Approximately 4.7 million commercial warehouse robots are installed worldwide across more than 50,000 warehouses as of 2026. Amazon alone operates over 1 million robots, and 450,000 logistics robots were sold globally in 2025, a 500% increase since 2019.
How does AI improve demand forecasting accuracy?
AI-powered demand forecasting improves accuracy by 20-40% according to McKinsey. DHL has achieved a 40% reduction in forecast errors, while Blue Yonder's customers see an average 12% improvement. These accuracy gains translate into 35% lower inventory levels and 65% higher service levels.
What is the truck driver shortage and how does autonomous freight help?
The US faces a shortage of 80,000-160,000 truck drivers between 2026 and 2030 (ATA), while similar gaps exist in Europe. Driver costs represent 40-45% of long-haul trucking expenses. Aurora Innovation launched the first fully driverless heavy trucks on US public roads in April 2025, logging over 20,000 autonomous miles. Truck platooning saves approximately 10% on fuel.

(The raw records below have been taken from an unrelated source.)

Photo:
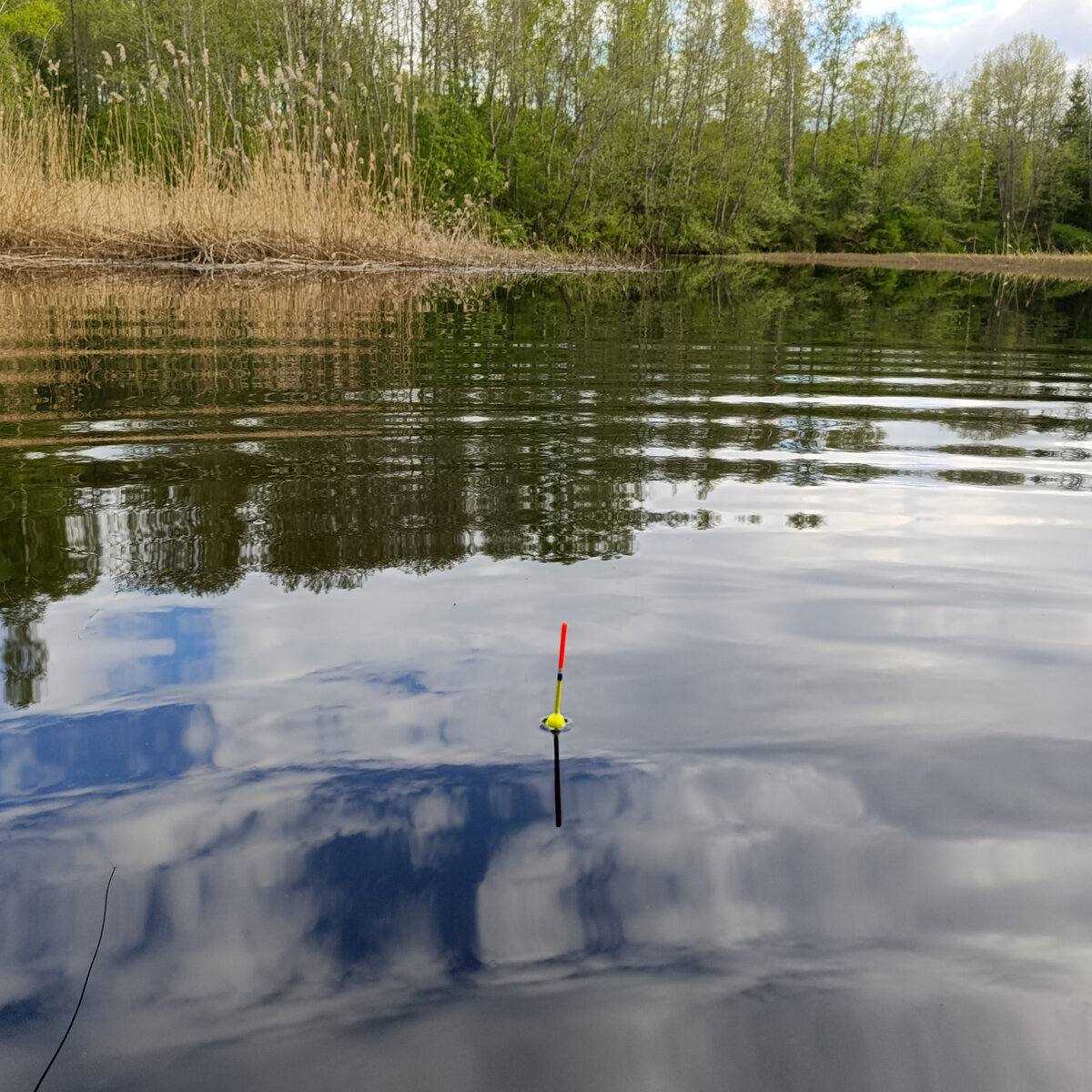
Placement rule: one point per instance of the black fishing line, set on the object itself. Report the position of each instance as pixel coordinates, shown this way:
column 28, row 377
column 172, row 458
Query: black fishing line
column 102, row 929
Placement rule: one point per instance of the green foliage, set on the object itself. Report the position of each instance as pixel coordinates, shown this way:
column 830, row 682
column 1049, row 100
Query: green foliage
column 636, row 125
column 33, row 19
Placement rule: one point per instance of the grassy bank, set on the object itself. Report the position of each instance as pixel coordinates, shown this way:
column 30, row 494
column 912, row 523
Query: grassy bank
column 63, row 201
column 1058, row 267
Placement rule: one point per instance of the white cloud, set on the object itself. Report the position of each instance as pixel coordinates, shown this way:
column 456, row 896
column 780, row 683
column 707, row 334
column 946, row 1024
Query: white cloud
column 948, row 47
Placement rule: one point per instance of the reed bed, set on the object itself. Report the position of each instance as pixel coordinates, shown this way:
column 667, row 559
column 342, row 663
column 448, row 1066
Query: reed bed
column 147, row 180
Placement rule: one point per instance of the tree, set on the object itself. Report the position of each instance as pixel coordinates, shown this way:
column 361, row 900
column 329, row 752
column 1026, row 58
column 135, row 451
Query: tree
column 1025, row 81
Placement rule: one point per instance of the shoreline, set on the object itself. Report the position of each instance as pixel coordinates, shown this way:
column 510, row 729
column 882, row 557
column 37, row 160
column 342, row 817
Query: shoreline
column 1054, row 267
column 523, row 263
column 518, row 262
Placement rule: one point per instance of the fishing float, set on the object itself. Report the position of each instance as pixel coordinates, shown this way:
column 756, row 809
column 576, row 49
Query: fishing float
column 556, row 722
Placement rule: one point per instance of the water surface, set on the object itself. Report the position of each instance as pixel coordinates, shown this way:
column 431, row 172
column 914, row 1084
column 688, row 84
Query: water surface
column 282, row 568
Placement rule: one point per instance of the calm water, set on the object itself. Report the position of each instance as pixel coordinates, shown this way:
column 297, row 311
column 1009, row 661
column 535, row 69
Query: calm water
column 282, row 569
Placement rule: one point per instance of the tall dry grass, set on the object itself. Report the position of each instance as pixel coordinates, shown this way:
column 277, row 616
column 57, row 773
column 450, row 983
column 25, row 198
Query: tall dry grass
column 150, row 185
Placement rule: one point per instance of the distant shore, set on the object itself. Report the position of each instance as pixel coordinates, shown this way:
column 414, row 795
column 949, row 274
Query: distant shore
column 445, row 256
column 1059, row 267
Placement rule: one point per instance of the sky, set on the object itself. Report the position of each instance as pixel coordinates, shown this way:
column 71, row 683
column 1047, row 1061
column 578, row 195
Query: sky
column 949, row 35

How fast is demand for AI skills growing in supply chain?
Demand for supply chain roles requiring AI skills grew 387% between Q1 2023 and Q1 2026, outpacing AI skill demand across all other industries (Gartner, based on 35 million job postings). Meanwhile, only 28% of logistics workers have access to AI training (Randstad), so demand is rising far faster than the workforce can reskill.